The killing of 8-year-old Maddie Clifton by 14-year-old Joshua Phillips in Jacksonville has come to resemble an all-too-familiar pattern: Kids that turn into killers.
In recent months we have seen this frightening scenario played out in, among other places, Tampa and Orlando. These tragedies have led to a myriad of suggestions on how to best tackle the problem of youth violence.
Much of this discussion has been dominated by adults, who are often removed from the everyday realities of youth violence. So we thought it might be a good idea to hear the perspective of those closest to ground zero: kids themselves.
We commissioned Wirthlin Worldwide, the internationally respected polling firm, to conduct a survey of 500 youth between the ages of 13 to 18. The results of the survey surprised us, and paint a picture of teenagers more aware than we think of the societal and family problems around them.
For example, teens are not mindless consumers of today's popular culture. An amazing 54 percent of those teens surveyed agreed that "Violence in music and on TV encourages youth violence." Young teens, particularly 13-14 year olds, were even more convinced that it was a factor: nearly two-thirds (66 percent). Indeed, the vast majority of teens (86 percent) who agreed that violence in entertainment encouraged youth violence believe "There should be efforts to reduce the amount of violence in music and on TV." This despite the fact that teens are by far the largest consumers in the country of popular music and television programs that depict violence.

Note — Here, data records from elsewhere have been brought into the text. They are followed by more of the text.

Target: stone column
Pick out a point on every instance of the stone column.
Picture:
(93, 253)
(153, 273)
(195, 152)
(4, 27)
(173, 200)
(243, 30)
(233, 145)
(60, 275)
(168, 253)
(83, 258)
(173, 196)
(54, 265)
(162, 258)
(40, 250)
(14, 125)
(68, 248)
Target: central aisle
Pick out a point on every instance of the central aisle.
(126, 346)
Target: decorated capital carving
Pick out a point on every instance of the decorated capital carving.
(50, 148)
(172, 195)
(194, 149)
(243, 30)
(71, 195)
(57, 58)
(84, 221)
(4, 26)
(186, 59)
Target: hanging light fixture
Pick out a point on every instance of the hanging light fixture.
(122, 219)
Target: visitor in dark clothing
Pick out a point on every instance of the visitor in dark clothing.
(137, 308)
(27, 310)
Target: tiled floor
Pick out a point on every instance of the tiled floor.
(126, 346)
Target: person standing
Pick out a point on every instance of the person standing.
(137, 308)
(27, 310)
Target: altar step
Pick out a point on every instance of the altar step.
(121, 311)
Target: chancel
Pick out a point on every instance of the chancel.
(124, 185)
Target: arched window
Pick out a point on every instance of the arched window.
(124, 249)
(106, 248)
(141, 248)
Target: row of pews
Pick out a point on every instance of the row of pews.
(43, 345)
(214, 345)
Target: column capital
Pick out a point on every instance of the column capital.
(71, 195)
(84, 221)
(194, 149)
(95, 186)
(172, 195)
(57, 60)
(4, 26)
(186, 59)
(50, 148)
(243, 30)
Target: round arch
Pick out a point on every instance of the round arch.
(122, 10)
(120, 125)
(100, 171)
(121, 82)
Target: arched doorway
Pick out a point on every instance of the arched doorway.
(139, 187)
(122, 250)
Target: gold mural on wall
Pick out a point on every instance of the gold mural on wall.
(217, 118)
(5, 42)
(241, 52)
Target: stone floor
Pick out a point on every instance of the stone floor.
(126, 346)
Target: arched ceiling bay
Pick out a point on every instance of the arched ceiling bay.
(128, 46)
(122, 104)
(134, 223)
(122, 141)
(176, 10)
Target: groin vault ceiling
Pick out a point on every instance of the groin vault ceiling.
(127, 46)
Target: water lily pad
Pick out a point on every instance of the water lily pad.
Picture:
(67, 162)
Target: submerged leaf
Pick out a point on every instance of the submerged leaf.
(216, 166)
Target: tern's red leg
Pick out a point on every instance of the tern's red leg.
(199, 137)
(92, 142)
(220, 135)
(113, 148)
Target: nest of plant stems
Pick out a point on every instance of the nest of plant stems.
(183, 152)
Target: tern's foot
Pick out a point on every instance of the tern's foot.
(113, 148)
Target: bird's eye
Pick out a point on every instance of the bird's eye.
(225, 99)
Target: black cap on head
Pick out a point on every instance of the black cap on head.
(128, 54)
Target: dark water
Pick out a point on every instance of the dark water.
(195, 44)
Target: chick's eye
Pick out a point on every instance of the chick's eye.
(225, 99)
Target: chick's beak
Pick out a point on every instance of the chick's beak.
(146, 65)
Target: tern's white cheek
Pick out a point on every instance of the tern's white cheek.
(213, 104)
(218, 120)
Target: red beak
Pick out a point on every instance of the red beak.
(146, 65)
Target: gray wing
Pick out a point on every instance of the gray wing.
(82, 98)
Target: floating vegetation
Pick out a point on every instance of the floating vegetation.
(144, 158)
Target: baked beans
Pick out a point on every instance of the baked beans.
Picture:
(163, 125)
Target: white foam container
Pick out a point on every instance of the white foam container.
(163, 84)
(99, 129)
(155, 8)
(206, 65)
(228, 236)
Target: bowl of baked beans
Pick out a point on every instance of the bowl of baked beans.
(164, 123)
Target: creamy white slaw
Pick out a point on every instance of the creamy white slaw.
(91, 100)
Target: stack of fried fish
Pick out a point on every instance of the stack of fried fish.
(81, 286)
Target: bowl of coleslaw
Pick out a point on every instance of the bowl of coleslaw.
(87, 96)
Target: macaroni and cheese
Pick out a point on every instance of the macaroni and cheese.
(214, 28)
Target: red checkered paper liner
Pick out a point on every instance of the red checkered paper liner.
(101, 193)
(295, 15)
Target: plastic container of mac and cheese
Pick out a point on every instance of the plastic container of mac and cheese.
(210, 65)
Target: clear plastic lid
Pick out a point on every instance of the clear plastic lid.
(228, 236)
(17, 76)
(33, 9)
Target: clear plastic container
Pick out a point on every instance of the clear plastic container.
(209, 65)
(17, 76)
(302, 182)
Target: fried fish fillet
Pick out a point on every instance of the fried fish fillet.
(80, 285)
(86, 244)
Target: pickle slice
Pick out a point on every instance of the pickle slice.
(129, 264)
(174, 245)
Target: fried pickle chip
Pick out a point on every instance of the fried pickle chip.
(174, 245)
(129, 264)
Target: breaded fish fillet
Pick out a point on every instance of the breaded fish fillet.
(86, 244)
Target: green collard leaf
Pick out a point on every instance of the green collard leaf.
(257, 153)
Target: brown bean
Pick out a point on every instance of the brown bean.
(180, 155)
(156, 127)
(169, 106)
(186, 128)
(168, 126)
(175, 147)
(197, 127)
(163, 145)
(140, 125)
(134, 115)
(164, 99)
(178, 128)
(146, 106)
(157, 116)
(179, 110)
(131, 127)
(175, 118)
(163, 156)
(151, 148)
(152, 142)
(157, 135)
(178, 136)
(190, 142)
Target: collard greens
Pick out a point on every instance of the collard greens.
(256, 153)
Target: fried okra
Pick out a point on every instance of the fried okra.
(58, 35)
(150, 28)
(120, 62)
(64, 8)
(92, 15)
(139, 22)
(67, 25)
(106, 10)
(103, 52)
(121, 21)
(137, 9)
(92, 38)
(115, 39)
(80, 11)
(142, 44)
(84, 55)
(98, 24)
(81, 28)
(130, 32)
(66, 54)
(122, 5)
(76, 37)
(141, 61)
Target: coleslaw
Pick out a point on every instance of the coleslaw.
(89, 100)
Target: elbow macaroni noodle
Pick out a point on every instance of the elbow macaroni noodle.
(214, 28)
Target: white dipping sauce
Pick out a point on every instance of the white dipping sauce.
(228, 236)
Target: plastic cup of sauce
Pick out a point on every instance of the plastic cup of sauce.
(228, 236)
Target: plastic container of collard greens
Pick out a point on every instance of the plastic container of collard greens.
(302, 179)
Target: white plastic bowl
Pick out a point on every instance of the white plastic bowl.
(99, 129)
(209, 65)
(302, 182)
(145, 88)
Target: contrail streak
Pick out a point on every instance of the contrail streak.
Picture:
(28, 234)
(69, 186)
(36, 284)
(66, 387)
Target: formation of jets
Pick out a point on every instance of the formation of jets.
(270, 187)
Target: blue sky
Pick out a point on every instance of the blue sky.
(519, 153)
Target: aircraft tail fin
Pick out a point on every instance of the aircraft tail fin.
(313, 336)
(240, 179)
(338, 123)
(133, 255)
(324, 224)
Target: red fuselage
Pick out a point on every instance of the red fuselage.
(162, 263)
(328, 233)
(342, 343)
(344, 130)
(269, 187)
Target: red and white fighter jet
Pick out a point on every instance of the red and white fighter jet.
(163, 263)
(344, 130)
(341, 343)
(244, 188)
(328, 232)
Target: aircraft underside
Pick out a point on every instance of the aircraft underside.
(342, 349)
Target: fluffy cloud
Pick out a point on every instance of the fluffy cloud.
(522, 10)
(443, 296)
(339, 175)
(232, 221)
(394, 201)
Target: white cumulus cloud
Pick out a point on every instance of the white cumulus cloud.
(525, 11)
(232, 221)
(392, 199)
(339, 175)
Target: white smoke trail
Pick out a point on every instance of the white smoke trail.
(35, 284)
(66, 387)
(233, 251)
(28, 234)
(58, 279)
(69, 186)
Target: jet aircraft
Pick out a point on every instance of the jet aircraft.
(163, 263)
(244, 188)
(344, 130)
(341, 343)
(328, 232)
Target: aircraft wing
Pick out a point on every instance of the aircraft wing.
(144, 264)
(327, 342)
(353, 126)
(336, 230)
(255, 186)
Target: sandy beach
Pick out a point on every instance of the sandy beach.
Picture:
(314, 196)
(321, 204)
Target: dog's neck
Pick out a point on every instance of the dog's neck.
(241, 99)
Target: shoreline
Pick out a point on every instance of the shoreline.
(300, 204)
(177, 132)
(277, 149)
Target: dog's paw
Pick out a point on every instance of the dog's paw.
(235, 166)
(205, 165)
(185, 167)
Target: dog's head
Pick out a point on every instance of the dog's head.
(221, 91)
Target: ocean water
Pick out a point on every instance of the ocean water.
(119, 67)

Teens also prove to be keen observers of the breakdown of the family. Perhaps they have seen it among their own circle of friends, or among their classmates. Whatever the reason, 68 percent of our teenagers believe that "Youth are more likely to be violent and commit crimes when their fathers are absent from the home."
Teens also identify strong marriages as a deterrent to youth violence. Overall 72 percent agreed that "Mothers and fathers with strong marriages are less likely to have children or teenagers who are violent and commit crimes." Young teenage boys in particular seem to be crying out through this survey for a stable home life. Fully 85 percent of males aged 13-15 surveyed said that strong marriages were important.
The solutions that teens identified as most likely to work in tackling this problem are also illuminating. When asked what the best solution would be, teens mentioned the following, in order, as their top three: "Parents who commit to marriage and stay involved in their kids' lives;" "Positive role models who participate in kids' lives;" and "Teaching moral principles to youth." Far from recoiling at parental authority and advice from their elders, kids see them as an important part of the solution.
Youth violence is a scourge that speaks sadly about the present state of our culture. But the attitudes of our children should offer us great hope. Far from being nihilistic, self-absorbed, and operating in a moral vacuum, our kids seem to have a better grasp of this problem than we might think. The teens we surveyed identified the root causes of youth violence and several solutions. Perhaps our first step in curing this cultural cancer is to listen to their prescriptions.